Мне кажется, даже в тот день в конце мая, когда Робер предстал перед судом и его отпустили с миром, после того как все долги были уплачены, мой брат не понял всей тяжести своего чудовищного поступка.
– Все дело в том, чтобы свести знакомство с нужными людьми, – говорил он мне, когда мы собирали вещи, чтобы ехать домой, в Шен-Бидо. – До сих пор мне не везло, но теперь все пойдет иначе. Вот увидишь. Управляющим я больше не буду: это скучно и слишком большая ответственность. Но в качестве главного гравировщика на большом жалованье – им придется хорошо мне платить, иначе я не пойду на это место, – кто знает, каких высот я в конце концов могу достигнуть? Может, буду работать в самом Трианоне! Мне жаль, что отец так расстраивается. Впрочем, я всегда говорил, что у него провинциальные взгляды.

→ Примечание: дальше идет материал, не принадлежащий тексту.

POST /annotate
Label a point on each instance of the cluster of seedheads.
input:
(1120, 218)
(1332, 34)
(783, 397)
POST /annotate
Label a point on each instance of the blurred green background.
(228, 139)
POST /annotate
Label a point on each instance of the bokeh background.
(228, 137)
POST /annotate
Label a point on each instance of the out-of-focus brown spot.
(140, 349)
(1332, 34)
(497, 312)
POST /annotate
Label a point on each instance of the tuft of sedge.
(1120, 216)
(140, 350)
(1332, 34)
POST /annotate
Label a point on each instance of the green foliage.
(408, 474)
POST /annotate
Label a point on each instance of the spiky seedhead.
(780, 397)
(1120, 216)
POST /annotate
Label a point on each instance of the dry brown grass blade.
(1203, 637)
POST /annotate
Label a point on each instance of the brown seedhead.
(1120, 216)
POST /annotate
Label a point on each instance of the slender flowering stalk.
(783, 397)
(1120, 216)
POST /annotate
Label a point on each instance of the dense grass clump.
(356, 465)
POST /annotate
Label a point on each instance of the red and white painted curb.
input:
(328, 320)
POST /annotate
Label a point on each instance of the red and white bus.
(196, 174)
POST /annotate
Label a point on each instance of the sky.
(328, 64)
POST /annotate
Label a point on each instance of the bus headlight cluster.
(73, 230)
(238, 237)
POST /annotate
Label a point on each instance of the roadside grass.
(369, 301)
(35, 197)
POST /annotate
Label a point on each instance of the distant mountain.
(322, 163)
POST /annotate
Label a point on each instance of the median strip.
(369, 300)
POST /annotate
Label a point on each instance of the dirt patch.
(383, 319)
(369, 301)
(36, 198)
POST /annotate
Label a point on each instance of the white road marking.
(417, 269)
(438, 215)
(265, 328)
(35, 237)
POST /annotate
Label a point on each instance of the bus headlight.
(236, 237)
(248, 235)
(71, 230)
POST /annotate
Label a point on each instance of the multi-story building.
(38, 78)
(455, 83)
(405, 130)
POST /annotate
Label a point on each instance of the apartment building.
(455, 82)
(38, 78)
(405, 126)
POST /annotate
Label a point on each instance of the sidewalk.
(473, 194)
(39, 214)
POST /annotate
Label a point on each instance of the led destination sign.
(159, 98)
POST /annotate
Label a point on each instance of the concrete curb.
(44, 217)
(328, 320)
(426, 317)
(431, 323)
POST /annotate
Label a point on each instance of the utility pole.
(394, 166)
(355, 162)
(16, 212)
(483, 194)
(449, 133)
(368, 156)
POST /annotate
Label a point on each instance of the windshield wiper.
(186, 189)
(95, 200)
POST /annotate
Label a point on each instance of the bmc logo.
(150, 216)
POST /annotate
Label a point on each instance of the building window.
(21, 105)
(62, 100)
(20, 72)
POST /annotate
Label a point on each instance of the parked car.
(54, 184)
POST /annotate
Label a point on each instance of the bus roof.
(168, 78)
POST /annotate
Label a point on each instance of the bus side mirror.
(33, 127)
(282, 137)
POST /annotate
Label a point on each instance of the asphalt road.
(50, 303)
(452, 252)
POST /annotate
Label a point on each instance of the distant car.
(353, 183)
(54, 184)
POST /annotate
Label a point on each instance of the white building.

Он улыбался мне, веселый и самоуверенный, как всегда. Ему стукнуло тридцать, он был великолепный, просто блестящий мастер-гравировщик, но отличался себялюбивой беспечностью десятилетнего ребенка.
– Ты должен понимать, – сказала я ему со всей наставительностью, на какую была способна в свои шестнадцать лет (я никак не могла забыть его несчастного умершего ребенка), – что едва не разбил сердце Катрин, не говоря уже о нашем отце.
– Чепуха! – отмахнулся он. – Катрин уже с удовольствием думает о том, как будет жить в Сен-Клу, а когда у нее снова родится ребенок, она и совсем утешится. На этот раз у нас будет сын. Что же до отца, то как только он вернется в Шен-Бидо из Парижа, который всегда ненавидел, тут же оправится и станет самим собой.
Мой брат ошибся. На следующий же день, когда мы собирались садиться в дилижанс, чтобы ехать домой, у отца снова открылось кровотечение. Матушка сразу же уложила его в постель и послала за доктором. Сделать ничего было нельзя. Слишком слабый для того, чтобы ехать домой, понимая, что умирает, отец пролежал в «Красной лошади» еще неделю. Мать почти не отходила от его постели, а когда забывалась сном на час-другой в соседней комнате, ее место занимала я. Выцветший красный полог над кроватью, трещины в оштукатуренных стенах, тазик и кувшин с обитыми краями – эти печальные подробности прочно запечатлелись в моей памяти, пока я наблюдала, как жизнь моего отца неуклонно движется к своему пределу.
В Париже стояла удушающая жара, усугублявшая его страдания, но стоило хотя бы приоткрыть окно, выходящее на узкую шумную улицу Сен-Дени, как в комнату врывались шум и зловоние, от которого становилось еще труднее дышать.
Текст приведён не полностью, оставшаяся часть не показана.